After that, we defined a loop to traverse the alpha in the function of weighted average. The value range was from 0.01 to 0.5, per 0.01. When the alpha value was too large, the earlier speech had little effect on the change of FFR, which might not be a good model.

scores = pd.DataFrame(date,columns = ['date'])
for a in np.arange(0.01, 0.51, 0.01):
    summ = pd.DataFrame(columns = ['alpha_{}'.format(a)])
    for i in date:
        subdf = df[df['next_change'] == i]
        score, num = cal_avg(subdf, a)
        summ = summ.append({'alpha_{}'.format(a): score}, ignore_index = True)
scores = pd.concat([scores,summ],axis = 1)

We chose Random Forest as the classifier to build the model. First, we built a prediction model only using the macroecnomic indicators. Then, we added the factor of sentiment score to the model, and used different alphas to find out a model with the best performance.

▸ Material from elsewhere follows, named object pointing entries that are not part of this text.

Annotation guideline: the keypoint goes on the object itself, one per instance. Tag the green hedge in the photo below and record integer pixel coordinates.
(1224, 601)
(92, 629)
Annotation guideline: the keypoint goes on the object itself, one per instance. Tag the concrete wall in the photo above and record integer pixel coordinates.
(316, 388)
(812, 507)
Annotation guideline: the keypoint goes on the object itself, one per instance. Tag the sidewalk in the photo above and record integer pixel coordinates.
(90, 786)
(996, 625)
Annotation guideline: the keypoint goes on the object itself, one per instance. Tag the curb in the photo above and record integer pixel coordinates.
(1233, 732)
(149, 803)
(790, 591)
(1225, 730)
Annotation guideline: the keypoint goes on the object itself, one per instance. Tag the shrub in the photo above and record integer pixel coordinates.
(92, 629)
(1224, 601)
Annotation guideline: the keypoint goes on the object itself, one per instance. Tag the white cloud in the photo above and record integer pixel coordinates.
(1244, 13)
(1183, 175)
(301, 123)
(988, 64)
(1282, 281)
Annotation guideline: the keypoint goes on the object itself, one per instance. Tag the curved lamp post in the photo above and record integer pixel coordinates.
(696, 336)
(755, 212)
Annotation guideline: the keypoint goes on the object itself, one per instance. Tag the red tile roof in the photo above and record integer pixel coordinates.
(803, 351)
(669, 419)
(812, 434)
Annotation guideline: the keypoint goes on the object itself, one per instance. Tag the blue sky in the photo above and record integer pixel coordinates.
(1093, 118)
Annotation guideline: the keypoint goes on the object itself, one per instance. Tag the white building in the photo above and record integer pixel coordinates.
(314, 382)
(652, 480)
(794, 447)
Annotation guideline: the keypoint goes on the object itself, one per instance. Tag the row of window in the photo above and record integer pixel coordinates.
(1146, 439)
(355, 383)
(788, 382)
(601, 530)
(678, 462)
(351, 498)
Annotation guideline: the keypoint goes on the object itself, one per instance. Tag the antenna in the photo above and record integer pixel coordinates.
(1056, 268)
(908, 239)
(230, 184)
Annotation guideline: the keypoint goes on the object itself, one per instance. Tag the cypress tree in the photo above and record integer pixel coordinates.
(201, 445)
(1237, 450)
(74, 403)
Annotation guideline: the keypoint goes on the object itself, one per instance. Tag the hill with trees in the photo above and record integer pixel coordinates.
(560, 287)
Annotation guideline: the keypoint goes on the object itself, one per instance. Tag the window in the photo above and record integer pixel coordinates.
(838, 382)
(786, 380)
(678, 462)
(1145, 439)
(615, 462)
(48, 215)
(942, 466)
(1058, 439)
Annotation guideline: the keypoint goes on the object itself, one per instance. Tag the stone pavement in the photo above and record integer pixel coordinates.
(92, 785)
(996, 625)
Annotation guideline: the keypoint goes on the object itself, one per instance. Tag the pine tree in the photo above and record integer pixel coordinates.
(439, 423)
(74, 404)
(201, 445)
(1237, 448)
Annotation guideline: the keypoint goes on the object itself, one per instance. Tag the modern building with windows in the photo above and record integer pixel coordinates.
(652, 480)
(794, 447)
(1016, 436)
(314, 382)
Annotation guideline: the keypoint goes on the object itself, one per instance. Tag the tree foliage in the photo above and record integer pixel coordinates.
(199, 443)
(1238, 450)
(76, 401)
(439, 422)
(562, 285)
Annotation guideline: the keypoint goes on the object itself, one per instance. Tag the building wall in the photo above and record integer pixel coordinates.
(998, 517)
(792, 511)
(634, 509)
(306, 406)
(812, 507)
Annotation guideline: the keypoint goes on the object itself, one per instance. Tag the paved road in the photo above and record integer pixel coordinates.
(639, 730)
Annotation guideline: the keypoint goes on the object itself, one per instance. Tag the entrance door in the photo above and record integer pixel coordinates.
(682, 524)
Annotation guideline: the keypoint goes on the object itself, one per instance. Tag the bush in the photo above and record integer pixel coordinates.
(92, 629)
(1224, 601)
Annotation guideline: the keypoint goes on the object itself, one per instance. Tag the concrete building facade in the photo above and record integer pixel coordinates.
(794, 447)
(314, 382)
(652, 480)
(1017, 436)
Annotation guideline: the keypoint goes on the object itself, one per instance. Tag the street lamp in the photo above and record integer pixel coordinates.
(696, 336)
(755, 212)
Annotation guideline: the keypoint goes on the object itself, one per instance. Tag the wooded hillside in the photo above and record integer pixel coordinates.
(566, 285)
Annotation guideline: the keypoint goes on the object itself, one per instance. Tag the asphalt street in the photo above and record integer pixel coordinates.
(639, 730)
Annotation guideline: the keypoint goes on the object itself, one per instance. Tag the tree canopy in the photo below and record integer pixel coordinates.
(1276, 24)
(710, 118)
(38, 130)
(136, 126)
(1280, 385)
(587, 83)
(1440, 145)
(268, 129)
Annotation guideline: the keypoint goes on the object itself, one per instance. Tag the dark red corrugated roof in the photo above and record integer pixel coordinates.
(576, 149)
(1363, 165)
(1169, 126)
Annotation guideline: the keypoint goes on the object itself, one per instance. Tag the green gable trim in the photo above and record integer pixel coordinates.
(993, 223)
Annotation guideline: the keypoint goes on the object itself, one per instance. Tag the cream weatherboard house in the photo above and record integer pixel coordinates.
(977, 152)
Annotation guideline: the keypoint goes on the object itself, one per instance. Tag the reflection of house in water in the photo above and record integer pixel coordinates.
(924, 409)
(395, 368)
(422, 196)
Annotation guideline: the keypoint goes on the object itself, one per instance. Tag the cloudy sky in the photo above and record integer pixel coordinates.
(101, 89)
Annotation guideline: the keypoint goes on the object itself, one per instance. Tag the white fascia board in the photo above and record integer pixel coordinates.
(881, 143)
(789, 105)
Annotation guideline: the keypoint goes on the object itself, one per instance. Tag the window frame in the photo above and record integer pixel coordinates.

from sklearn.ensemble import RandomForestClassifier
from sklearn.model_selection import train_test_split    
yx = pd.merge(meeting, full_data, on = 'date')
yx = pd.merge(yx, scores, on = 'date').dropna()
y = yx.change
x_commen = yx.iloc[:,5:12]
RF = RandomForestClassifier(n_estimators = 200, max_depth = 3, random_state = 0)
X_train, X_test, y_train, y_test = train_test_split(x_commen, y, test_size = 0.33)  
rf = RF.fit(X_train, y_train)
s_train = rf.score(X_train, y_train)
s_test = rf.score(X_test, y_test)

train_score = []
test_score = []
for x_score in yx.iloc[:,12:]:     
    X_s = pd.concat([x_commen, yx[x_score]], axis = 1)  
    Xs_train, Xs_test, y_train, y_test = train_test_split(X_s, y, test_size = 0.33)
    RF = RandomForestClassifier(n_estimators = 200, max_depth = 3, random_state = 0)
    rf_s = RF.fit(X_s, y)
    ss_train = rf_s.score(Xs_train, y_train)
    ss_test = rf_s.score(Xs_test, y_test)
    train_score.append((s_train, ss_train, ss_train - s_train))
test_score.append((s_test, ss_test, ss_test - s_test))

Using the above code, we built one model with traditional macroeconomic indicators, and 50 models containing the sentiment score of differnet alphas. We used the built-in function score calculating the mean accuracy of the model to evaluate the model performance.

As could be seen from the figure, when applying the model to the training dataset, the model without the sentiment score outperforms the one with it. But as for the testing dataset, regardless of the value of alphas, the model with sentiment score has a better prediction power. Among all values of alpha, the model with sentiment score performs best when alpha is 0.26.

Conclusion

Compared with the result of the training dataset, the score of testing dataset is undoubtedly more convincing. Good performance in the training dataset may be due to overfitting, but a better performance in the testing dataset illustrates that the factor of sentiment score can significantly improve the generalization ability of the model. And in reality, what we are going to use the model to predict is a new sample that has never been seen before.

So we believe, the content of the FOMC speeches really helps when we make predictions about the next change of federal funds rate.